May I clarify that this company is a form of estate agent please?
Did you sign the contract at their office or in your home?
yes a business sales company.
I signed at my home
Thanks. Were you contracting as a business or as a consumer?
We ran Our home upto 3 years ago as business.
Due to illness we have not carried out business for 3 years.
So are we consumers?
Thanks. So this is a residential home now and is being sold as such?
We agreed it is still set up as a B+B so would be best marketed as such
Thank you. Did the company give you a notice advising you of your right to cancel the agreement?
Thanks. Because you have asked the company to market the property as a business I do not consider that the Cancellation of Contracts made in a Consumer’s Home or Place of Work etc. Regulations 2008 will apply because in order to apply you need to be a consumer and in the regulations “consumer” means a natural person who in making a contract to which these Regulations apply is acting for purposes which can be regarded as outside his trade or profession.
If these regulations do apply then you would have a right to cancel the agreement but as above I do not think they will apply here as they might if you had asked them to market the property not as a business.
However even if they do not apply, this does not mean you have no rights.
You mention they are asking for a registration fee and 50% of the fees you agreed. Could you clarify what the "registration fee" is and precisely what they are asking for 50% of exactly?
The registration fee was to cover advertising and brochures. the agreed fee for sale was £30K less registration fee
Thanks. Have they actually prepared any advertising material yet?
50% of the sales fee
How long was the agreement to run for in terms of a minimum term?
They say so but have not seen
2years or till sold
Thanks. Is there any obligation on your part to accept an offer for the property - e.g. a minimum amount you have agreed to accept?
Thanks. This presents a difficulty. Had you not agreed to accept offers in excess of a certain amount there would have been relatively little difficulty in cancelling the agreement as you would not have been bound to accept any offers in any event so they could not claim to have lost out on any profit. However if you have agreed that you would accept offers over a certain amount they can claim loss of profit if they can show that it is likely that they would be able to find a buyer within the time period you have given them, particularly if you have given them sole agency rights for the two year period. .
If the agreement had been a consumer contract the matter would be a relatively simple matter to cancel but business agreements offer far lesser protection and based on what you say this would appear to be a business agreement.
so I need to reinstate the contract or lose the money?

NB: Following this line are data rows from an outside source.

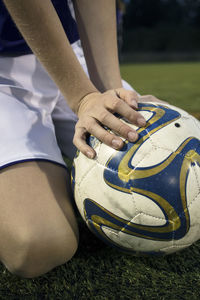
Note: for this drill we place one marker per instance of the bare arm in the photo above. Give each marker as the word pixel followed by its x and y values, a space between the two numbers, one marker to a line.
pixel 39 24
pixel 97 28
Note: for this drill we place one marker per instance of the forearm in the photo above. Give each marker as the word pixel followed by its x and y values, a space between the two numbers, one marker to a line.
pixel 97 27
pixel 39 24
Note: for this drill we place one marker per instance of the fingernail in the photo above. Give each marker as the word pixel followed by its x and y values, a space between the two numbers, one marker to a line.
pixel 116 143
pixel 132 137
pixel 134 103
pixel 141 122
pixel 89 154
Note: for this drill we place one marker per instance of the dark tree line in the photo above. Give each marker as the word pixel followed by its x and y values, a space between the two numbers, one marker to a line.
pixel 152 13
pixel 162 25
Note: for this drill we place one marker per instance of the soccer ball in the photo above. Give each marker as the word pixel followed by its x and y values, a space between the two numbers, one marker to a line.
pixel 145 198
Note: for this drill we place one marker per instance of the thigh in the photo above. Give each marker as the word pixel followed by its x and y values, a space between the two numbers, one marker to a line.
pixel 35 205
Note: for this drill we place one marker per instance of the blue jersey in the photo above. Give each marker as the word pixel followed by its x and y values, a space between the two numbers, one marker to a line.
pixel 11 40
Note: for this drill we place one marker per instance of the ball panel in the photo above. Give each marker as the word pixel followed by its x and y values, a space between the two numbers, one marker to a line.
pixel 146 196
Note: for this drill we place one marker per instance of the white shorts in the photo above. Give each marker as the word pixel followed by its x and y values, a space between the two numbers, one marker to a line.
pixel 35 120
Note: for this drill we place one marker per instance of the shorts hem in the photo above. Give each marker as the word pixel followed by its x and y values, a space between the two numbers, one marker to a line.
pixel 11 163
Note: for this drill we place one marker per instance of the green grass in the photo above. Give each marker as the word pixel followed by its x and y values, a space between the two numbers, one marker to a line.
pixel 177 83
pixel 100 272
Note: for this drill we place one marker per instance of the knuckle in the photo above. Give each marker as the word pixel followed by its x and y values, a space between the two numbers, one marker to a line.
pixel 103 116
pixel 115 104
pixel 106 138
pixel 123 129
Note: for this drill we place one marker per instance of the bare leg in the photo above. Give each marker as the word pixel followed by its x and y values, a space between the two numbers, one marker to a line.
pixel 38 230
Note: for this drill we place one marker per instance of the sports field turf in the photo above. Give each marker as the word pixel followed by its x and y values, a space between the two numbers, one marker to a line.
pixel 99 272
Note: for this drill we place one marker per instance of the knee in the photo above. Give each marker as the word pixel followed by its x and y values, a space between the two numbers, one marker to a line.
pixel 33 256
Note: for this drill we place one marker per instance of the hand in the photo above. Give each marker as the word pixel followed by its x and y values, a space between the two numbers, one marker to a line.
pixel 97 110
pixel 150 98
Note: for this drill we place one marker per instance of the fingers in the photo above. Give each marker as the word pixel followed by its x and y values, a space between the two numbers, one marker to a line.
pixel 119 127
pixel 79 141
pixel 130 97
pixel 100 133
pixel 123 109
pixel 150 98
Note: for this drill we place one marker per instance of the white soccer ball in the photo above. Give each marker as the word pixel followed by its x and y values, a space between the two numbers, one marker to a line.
pixel 145 198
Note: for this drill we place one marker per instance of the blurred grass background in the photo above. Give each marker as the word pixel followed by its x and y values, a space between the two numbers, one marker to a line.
pixel 177 83
pixel 99 272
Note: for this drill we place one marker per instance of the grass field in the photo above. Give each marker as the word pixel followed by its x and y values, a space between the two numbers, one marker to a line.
pixel 99 272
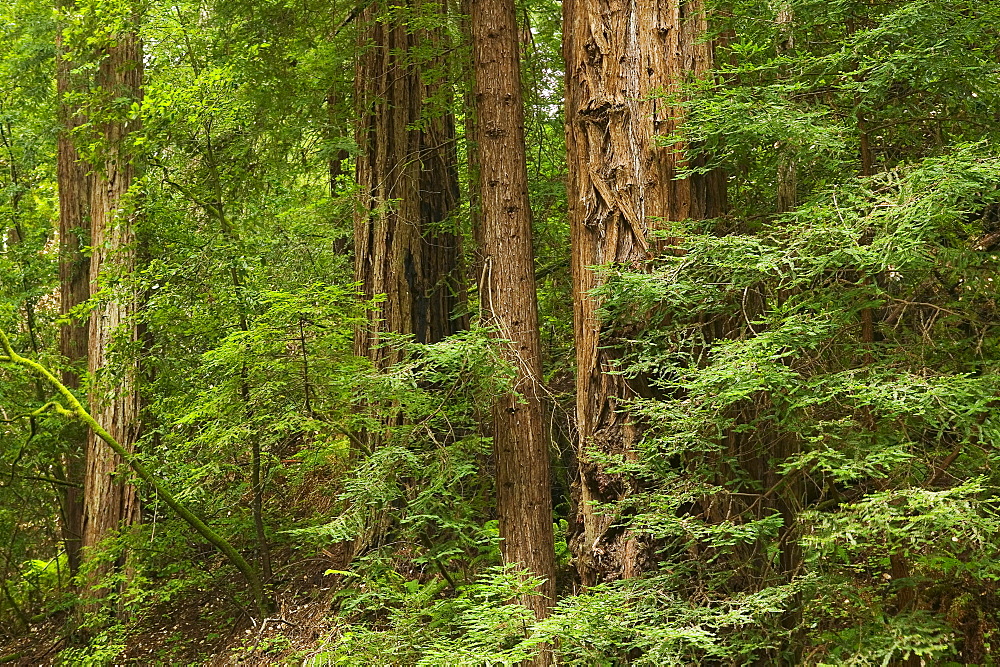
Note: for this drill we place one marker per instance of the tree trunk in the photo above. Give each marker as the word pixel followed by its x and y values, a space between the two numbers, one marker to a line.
pixel 109 502
pixel 406 246
pixel 618 56
pixel 508 299
pixel 75 183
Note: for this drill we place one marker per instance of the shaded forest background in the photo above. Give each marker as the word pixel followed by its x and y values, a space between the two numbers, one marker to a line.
pixel 583 333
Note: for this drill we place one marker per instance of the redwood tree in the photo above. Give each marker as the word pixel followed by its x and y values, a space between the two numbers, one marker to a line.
pixel 508 298
pixel 110 502
pixel 406 247
pixel 623 61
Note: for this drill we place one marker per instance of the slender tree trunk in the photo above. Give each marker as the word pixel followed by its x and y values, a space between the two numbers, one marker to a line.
pixel 619 55
pixel 109 502
pixel 405 245
pixel 75 183
pixel 508 299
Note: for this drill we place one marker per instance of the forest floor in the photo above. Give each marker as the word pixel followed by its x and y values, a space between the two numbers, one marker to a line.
pixel 208 628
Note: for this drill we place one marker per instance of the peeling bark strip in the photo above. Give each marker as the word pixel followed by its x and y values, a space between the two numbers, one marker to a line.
pixel 621 58
pixel 508 299
pixel 406 248
pixel 108 501
pixel 75 182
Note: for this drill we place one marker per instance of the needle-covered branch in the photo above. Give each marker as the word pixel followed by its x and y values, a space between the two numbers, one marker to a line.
pixel 77 411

Accordingly if you decide to cancel the agreement they could seek to claim their costs in any preparation of brochures they have prepared but only if they have in fact order or prepared them and also they could seek loss of profit. It does not follow that they could claim 50% of the commission fee as they would need to show that they could reasonably have brought a buyer forward which may be difficult for them to sustain, however if you were to dispute a settlement figure they could seek a county court claim against you and if they could sustain the above, they may be able to obtain a reasonably proportion of their fee. Equally they may be very limited in what they can claim depending upon the quality of evidence they can bring showing that they have a potential buyer.
However it is unlikely you would want that uncertainty as a risk hanging over you. If you do still in principle want to sell, and it is principally the upfront costs that you are in retrospect unhappy with, the lesser of two evils may be to confirm you will proceed with the agreement and then should they not have achieved a sale within the minimum period provided, give them written notice of cancellation.
I am sorry that is probably not very positive overall though on balance i think potential exposure to a claim for loss profit is likely to be something of a potentially distressful distraction for you and could potentially be costly.
In terms of cooling off, contracts signed at home for most types of consumer contract have a 7 day cancellation period and mail order goods have a 7 working day cancellation period though in each case the periods are extended if you do not receive notice of your cancellation rights. Business agreement except certain finance credit products however contain no cooling off periods.
Is there anything above I can clarify for you?
No and thank you
A pleasure. I hope the sale works out positively in the end.